- Interactive map of the Broadcast House area

General information
- Type: Film, radio, and television production studio Corporate offices
- Location: 20777 W. 10 Mile Road Southfield, Michigan 48037
- Coordinates: 42°28′09″N 83°14′54″W﻿ / ﻿42.469116°N 83.248291°W
- Opening: 1959
- Owner: E.W. Scripps Company;

= Broadcast House (Michigan) =

Television and radio studio and corporate office located in Southfield, Michigan

The Broadcast House, also referred to as the WXYZ-TV Broadcast House, is a television and radio production studio complex located in Southfield, Michigan near the campus of Lawrence Technological University. The complex houses production and broadcasting facilities for WXYZ-TV, WMYD-TV, WFDF, and The Word Network.
==History==
In 1959, all of WXYZ's radio and television operations moved into new broadcast facilities at Broadcast House, at 20777 West Ten Mile Road in Southfield, where WXYZ's television operations remain. The facility was built on the site of a former farm and included three television production studios and its own free-standing broadcast tower with a single-person maintenance elevator. WXYZ began broadcasting network programs in color in 1962 and started broadcasting local programs and newscasts in color around 1964.

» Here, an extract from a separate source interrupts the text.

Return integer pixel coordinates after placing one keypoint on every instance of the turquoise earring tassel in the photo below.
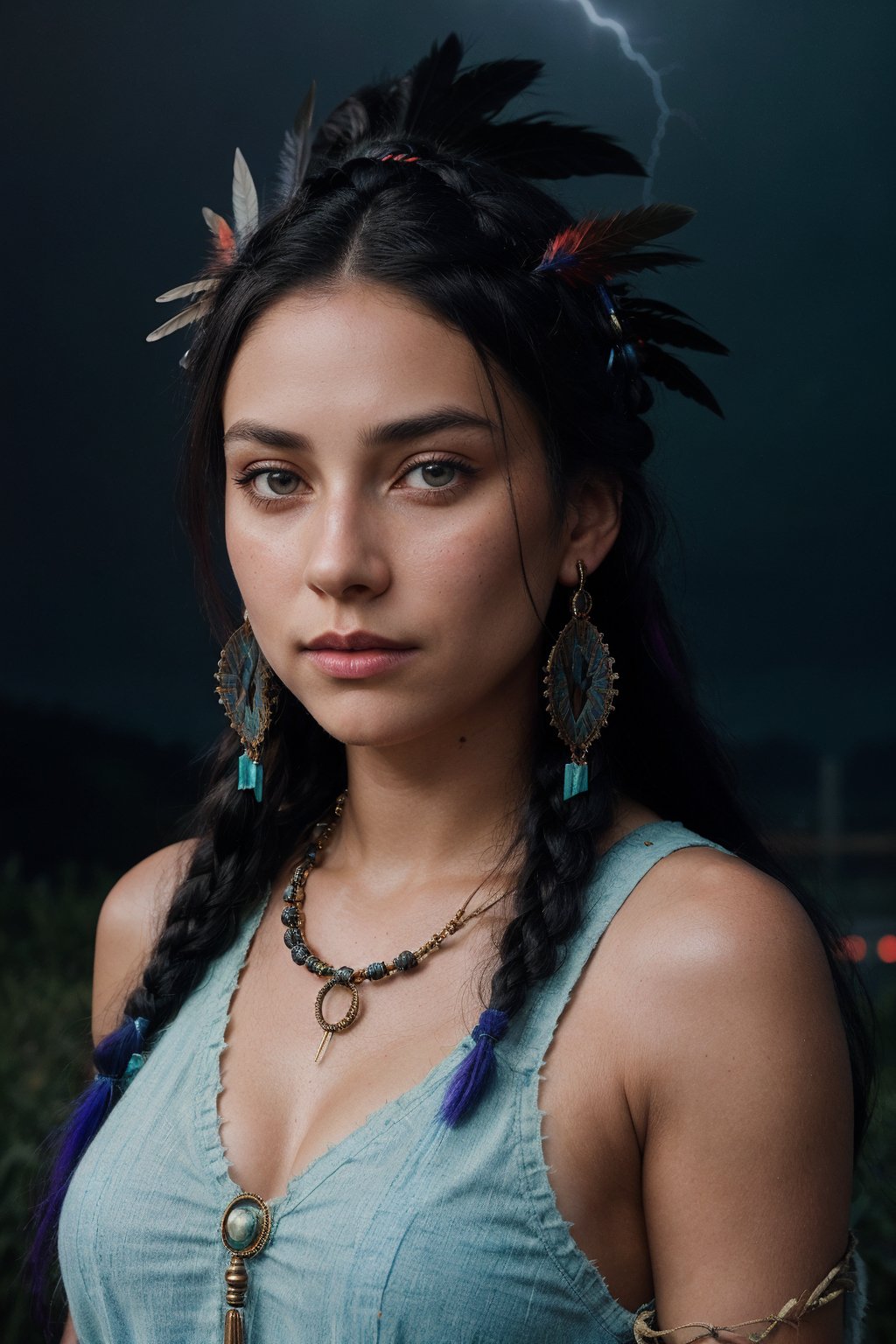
(580, 687)
(250, 776)
(575, 780)
(243, 689)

In the 1960s, a full transmitter facility was built at the Broadcast House intended for WJMY-TV which was on channel 20 but had ceased transmission in 1963. In 1975, WXON, later WMYD, relocated its studios to the Broadcast House after returning to the airwaves in 1972.

In 1993, the studios held the first Town Meeting with President Bill Clinton hosted by WXYZ-TV anchorman Bill Bonds in which the President of the United States would address questions from audience members at the studios as well as audiences at other television stations via satellite.

In 2000, the studios became the headquarters for The Word Network and in 2012, the network expanded its operations to a state-of-the-art television production facility inside the complex which serves as its current global headquarters.